Unwort-Jury: Rechte missbrauchen Remigration-Begriff schon lange

Der Begriff Remigration ist nach Einschätzung der Unwort-des-Jahres-Jury nicht erst in den vergangenen Wochen in gefährlicher und verschleiernder Weise missbraucht worden. „Bereits seit 2016 versuchen rechte Gruppierungen, den aus der Migrationsforschung stammenden Begriff ideologisch zu vereinnahmen und umzudeuten“, sagte Jury-Sprecherin Constanze Spieß am Montag der Katholischen Nachrichten-Agentur (KNA) in Marburg. Der Begriff finde sich auch während des ganzen Jahres in Bundestagsdebatten. Die AfD habe Remigration schon 2021 in ihrem Bundestagswahlprogramm verwendet.

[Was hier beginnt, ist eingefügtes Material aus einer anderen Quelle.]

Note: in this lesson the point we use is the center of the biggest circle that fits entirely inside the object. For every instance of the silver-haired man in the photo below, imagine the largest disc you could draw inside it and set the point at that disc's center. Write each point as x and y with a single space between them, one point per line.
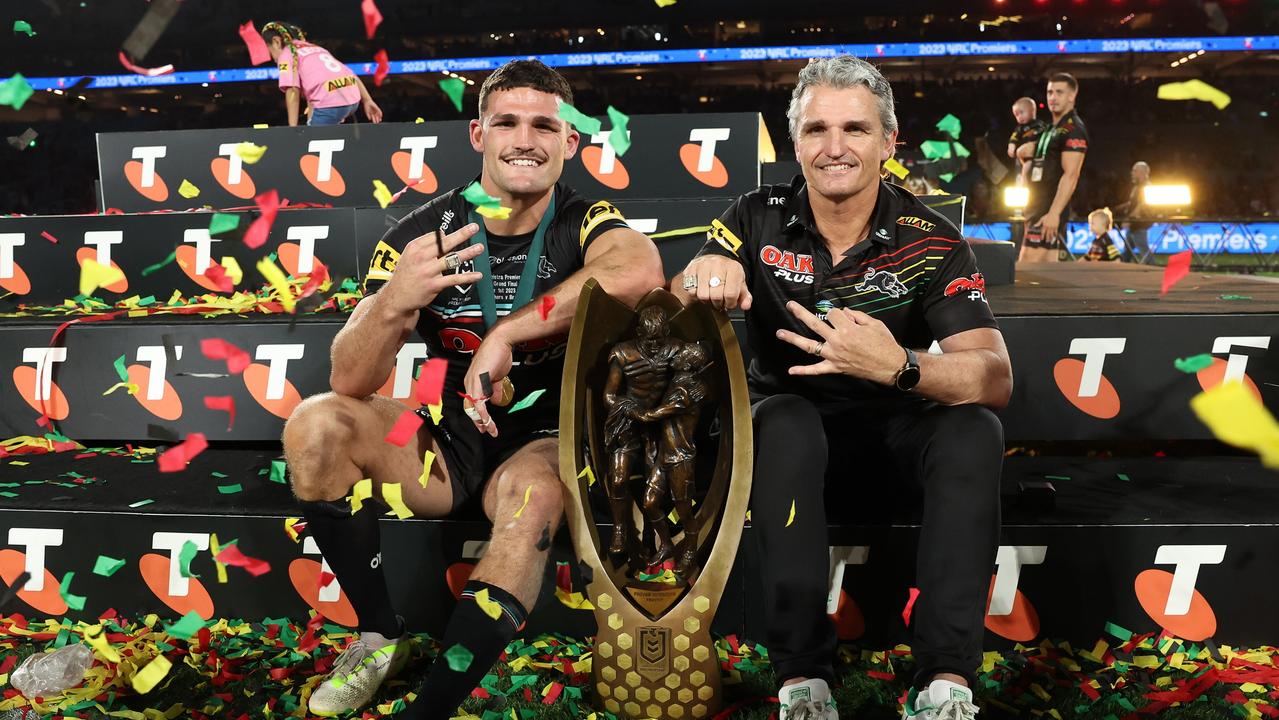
846 280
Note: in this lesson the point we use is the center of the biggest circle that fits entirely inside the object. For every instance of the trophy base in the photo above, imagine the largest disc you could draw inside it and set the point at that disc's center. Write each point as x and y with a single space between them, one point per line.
664 668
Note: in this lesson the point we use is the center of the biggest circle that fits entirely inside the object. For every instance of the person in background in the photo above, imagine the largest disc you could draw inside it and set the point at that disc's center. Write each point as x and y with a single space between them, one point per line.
331 88
1104 250
1136 248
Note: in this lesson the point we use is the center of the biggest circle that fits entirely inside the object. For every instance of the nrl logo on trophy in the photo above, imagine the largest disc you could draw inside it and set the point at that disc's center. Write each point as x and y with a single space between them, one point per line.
655 444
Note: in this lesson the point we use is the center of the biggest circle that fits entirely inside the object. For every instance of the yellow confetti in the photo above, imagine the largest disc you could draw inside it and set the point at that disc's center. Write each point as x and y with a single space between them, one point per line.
149 677
363 490
427 461
490 606
394 496
1236 417
381 193
95 275
528 493
494 212
278 280
250 152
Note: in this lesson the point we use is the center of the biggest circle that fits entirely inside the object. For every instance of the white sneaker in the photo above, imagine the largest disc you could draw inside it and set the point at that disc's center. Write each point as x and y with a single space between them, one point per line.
358 673
808 700
941 700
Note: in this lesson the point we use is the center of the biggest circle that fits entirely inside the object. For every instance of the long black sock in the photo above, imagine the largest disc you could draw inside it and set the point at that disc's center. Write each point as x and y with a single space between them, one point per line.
477 633
352 546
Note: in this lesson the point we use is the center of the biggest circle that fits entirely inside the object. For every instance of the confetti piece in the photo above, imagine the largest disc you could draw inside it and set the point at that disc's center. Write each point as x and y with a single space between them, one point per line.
430 383
383 195
583 123
257 50
454 87
250 152
910 606
527 402
216 348
528 493
897 168
1178 266
458 657
372 17
1193 363
279 281
394 496
174 459
619 137
406 429
361 491
232 555
15 91
73 601
1193 90
1236 417
490 608
106 567
146 679
384 67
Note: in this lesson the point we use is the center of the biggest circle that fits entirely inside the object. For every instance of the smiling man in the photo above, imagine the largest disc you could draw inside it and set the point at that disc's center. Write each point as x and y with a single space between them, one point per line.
466 284
846 280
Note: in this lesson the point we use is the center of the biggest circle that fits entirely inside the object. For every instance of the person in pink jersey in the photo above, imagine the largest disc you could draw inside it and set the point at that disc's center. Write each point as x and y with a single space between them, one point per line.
333 91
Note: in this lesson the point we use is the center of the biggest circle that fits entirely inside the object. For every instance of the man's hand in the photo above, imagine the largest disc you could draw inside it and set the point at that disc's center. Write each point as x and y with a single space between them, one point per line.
421 273
720 281
495 357
853 344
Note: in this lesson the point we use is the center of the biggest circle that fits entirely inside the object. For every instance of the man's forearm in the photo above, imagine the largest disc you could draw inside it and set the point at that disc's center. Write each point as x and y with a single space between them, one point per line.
363 352
976 376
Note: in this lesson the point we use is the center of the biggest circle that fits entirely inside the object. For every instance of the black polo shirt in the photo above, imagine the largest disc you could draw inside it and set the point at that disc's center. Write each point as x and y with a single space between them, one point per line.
913 271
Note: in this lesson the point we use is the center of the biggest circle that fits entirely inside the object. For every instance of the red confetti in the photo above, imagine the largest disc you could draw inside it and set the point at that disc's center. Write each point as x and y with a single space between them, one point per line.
225 403
1178 266
910 605
430 384
384 68
257 50
404 430
216 348
372 17
174 459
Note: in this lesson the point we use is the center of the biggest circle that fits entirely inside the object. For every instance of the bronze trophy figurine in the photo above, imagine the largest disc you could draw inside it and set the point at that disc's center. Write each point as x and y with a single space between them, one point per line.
642 389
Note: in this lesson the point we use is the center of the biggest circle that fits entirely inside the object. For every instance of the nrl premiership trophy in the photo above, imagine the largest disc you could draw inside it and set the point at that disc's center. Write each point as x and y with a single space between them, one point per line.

Laut Spieß wurde Remigration für die Unwort-Wahl während des vergangenen Jahres von Bürgern insgesamt 27 Mal vorgeschlagen. „Dass nach den jüngsten Correctiv-Enthüllungen über das Potsdamer AfD-Treffen zu Remigrations-Plänen zuletzt sehr breit über den Begriff gesprochen wurde, ist letztlich ein Zufall. Es bestätigt uns aber auch in unserer Unwort-Entscheidung“, sagte Spieß.

Die Marburger Sprachwissenschaftlerin sagte, die Unwort-Wahl wolle für unangemessenen Sprachgebrauch sensibilisieren. „Wir legen den Finger in die Wunde, wenn Sprache strategisch missbraucht wird.“ Es gehe jedoch nicht darum, Sprachvorschriften zu machen. „Wir wollen nur jedem und jeder die Möglichkeit geben, informiert und bewusst über die Verwendung von Sprache zu entscheiden.“ Klar sei zugleich, dass die Wahl immer auch Widerspruch auslöse. „Die ersten bösen E-Mails sind bereits bei mir angekommen“, sagte die Wissenschaftlerin.

Nach „Klimaterroristen“ im Jahre 2022 wurde „Remigration“ am Montag zum Unwort des Jahres 2023 gewählt. Rechte Parteien und Rechtsextreme würden den Ausdruck beschönigend für ihre Forderung nach Zwangsausweisungen und Deportationen missbrauchen, erläuterte die Unwort-Jury am Montag in Marburg. Remigration sei ein „rechter Kampfbegriff“ und eine „beschönigende Tarnvokabel“. Das, was mit der Verwendung des Wortes gefordert wird, verletzt freiheitliche und bürgerliche Grundrechte von Menschen mit Migrationsgeschichte.